Filmic Effects in WebGL

post-processing with ThreeJS

Lately I’ve been tinkering with post-processing effects for WebGL, to try and achieve a more “filmic” look. You can try the demo below. It’s not the best setting to show off some of these effects; so I may add more objects and controls later.

I ported over some shaders by Martins Upitis, François Tarlie and Lev Zelensky. You can see all the code here. The demo uses the following effects, with some small modifications and optimizations:

  • Lens distortion with chromatic aberration and edge blur (original here)
  • Simulated perlin noise film grain (original here)
  • Lookup table based color transforms (see here and here)
  • FXAA for anti-aliasing

Lookup Table Transforms

The lookup table shader is particularly cool, since it allows designers to work on color transforms (think Instagram filters, color grading, etc) in Photoshop, Nuke, or whatever. Simply apply your filters and effects to the lookup.png image, and the result in WebGL will appear nearly the same, at a fraction of the performance cost. This is only geared toward simple transforms that don’t depend on neighbouring pixels (i.e. a blur or High Pass wouldn’t work).


As soon as we start using post-processing, it means we’re no longer rendering our scene to the main frame buffer. Most browsers do not yet support anti-aliasing for offscreen frame buffers, which means we lose our precious MSAA. This is where a FXAA shader comes in handy; although the result isn’t quite as crisp. If you’re using post-processing, you should set “antialias” to false in WebGLRenderer to get a bit of performance back.

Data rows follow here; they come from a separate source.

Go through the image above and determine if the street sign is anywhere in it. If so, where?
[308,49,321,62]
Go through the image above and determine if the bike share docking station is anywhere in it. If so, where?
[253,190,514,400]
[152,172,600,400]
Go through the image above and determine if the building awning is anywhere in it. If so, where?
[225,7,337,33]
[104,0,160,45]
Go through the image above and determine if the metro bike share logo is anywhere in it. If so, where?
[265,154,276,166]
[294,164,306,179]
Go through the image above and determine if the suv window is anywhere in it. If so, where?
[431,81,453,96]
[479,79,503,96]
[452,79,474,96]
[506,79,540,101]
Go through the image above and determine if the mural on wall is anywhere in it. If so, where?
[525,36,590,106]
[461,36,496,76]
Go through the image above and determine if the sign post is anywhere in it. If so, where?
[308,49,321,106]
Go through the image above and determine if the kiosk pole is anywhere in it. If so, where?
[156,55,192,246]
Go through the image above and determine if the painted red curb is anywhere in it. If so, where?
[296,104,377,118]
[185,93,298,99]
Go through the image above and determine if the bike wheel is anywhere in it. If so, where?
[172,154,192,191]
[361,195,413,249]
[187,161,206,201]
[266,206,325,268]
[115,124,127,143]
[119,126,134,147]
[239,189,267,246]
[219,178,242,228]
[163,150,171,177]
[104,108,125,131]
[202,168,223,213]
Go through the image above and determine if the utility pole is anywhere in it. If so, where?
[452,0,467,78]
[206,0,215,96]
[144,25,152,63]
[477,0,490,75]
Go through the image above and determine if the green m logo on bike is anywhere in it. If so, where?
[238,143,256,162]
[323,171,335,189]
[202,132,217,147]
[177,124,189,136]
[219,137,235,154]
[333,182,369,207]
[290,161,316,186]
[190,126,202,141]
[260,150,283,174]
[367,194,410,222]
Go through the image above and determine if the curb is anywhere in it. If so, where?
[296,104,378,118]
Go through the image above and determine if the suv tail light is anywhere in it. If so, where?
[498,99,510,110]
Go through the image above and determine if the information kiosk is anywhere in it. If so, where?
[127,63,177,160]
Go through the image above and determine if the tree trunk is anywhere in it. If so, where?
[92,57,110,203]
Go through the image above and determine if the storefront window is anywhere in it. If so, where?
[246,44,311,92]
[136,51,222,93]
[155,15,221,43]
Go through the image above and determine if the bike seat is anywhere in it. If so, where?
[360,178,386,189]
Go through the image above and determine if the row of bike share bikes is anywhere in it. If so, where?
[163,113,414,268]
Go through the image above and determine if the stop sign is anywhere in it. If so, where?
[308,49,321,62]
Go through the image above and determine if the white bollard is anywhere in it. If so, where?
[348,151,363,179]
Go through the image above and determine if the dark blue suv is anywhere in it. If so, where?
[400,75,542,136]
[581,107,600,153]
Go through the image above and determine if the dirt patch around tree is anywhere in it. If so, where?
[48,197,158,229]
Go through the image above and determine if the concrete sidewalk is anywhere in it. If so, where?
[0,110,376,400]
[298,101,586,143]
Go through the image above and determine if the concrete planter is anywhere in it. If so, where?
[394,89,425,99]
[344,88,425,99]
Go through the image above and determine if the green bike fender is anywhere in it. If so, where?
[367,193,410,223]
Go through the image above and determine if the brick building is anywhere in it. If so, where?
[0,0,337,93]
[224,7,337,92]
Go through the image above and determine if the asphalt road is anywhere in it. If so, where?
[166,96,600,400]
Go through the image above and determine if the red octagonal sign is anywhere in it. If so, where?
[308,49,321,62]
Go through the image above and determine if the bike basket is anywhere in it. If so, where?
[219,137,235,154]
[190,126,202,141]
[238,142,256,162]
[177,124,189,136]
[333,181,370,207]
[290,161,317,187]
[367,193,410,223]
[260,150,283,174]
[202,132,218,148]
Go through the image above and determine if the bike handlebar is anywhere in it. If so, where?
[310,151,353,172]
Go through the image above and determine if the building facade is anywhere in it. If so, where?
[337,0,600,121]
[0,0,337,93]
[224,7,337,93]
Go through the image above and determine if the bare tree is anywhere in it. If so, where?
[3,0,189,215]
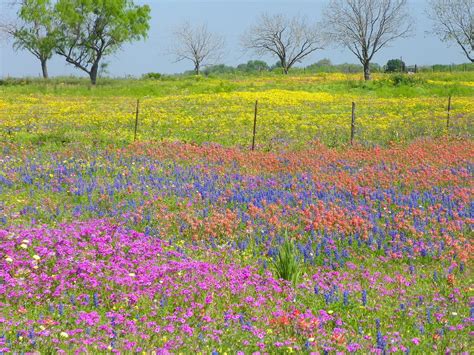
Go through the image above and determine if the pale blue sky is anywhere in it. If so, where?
[0,0,467,77]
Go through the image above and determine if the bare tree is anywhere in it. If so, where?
[242,14,322,74]
[322,0,413,80]
[171,22,225,75]
[428,0,474,62]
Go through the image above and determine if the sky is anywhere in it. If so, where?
[0,0,467,77]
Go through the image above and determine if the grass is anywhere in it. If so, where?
[0,73,474,354]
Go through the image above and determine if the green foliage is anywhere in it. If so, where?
[11,0,58,78]
[142,73,162,80]
[390,73,425,86]
[385,59,405,73]
[201,64,235,75]
[306,59,381,73]
[273,239,301,285]
[237,60,270,73]
[55,0,150,84]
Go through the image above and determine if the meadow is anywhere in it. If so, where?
[0,73,474,354]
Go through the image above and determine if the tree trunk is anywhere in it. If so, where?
[41,59,48,79]
[363,62,370,80]
[89,61,99,85]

ThreeJS includes a basic effect composer in the examples, but it’s also pretty simple to just render directly to render targets (as in my example).

If you do use EffectComposer, be weary: the design assumes that each “effect” will use its own shader and render pass. This is fine for demos and prototypes, but for a real-world application it’s often overkill. You should merge your effects (grayscale, saturation, film grain, sepia, vignette, etc) into a single render pass, even if it means diving into shader code. Too many passes and shaders can quickly degrade performance, especially on some older laptops. It’s probably why sites like this run at only 20 FPS on my MacBook Pro (NVIDIA GeForce GT 330M).

Passes that involve blurs like Bokeh/Bloom/SSAO are particularly tasking, and should be used with care for your target audience (are you targeting hardcore gamers, or casual web browsers?).


There are some areas that could be optimized a bit better.

  • Using non-dependent texture reads as much as possible for blur shaders (already done for FXAA). Also sampling between texel centres for any blur passes that don’t already do this. Many of the ThreeJS shaders could be optimized in this way.
  • Taking as much out of the fragment step as possible, and moving it into the vertex step.
  • Generally cleaning up the code (i.e. repetitive vignetting) and reducing branching via #ifdefs
  • The film noise is expensive. It really only needs to be computed every N milliseconds, depending on how fast we want to animate it. We could possibly cache the noise to another frame buffer, or even just fall back to textures if performance is still an issue. Colored noise (disabled in the demo) requires two extra noise samples, which has a noticeable impact on framerate for me (although it does look slightly better).

Future Work

Right now this is just a small prototype. It would be nice to build on it with some more effects, like a screen space lens flare, or the LensFlarePlugin that comes with ThreeJS. I’m also curious to explore tone mapping, HDR, and FFT-based image processing in a shader.

In an ideal world, the code for these shaders would be modularized and given their own NPM packages. Then, a tool like glslify could combine the code as needed, depending on the layers and effects that are enabled. This would give us the ease of use of EffectComposer, but without the unnecessary extra passes. It would also mean the code is versioned, and easy to maintain and improve on.

Update: Dust & Scratches

Added some basic dust and scratches to the film grain shader. See the full shader in GLSL sandbox here. Currently unoptimized and pretty slow; in reality the dust and scratches would be better added with textured quads, which gives us full control over randomization and placement.

I also went into Photoshop and did some basic colour correction on the lookup table, to make it look a little more film-like.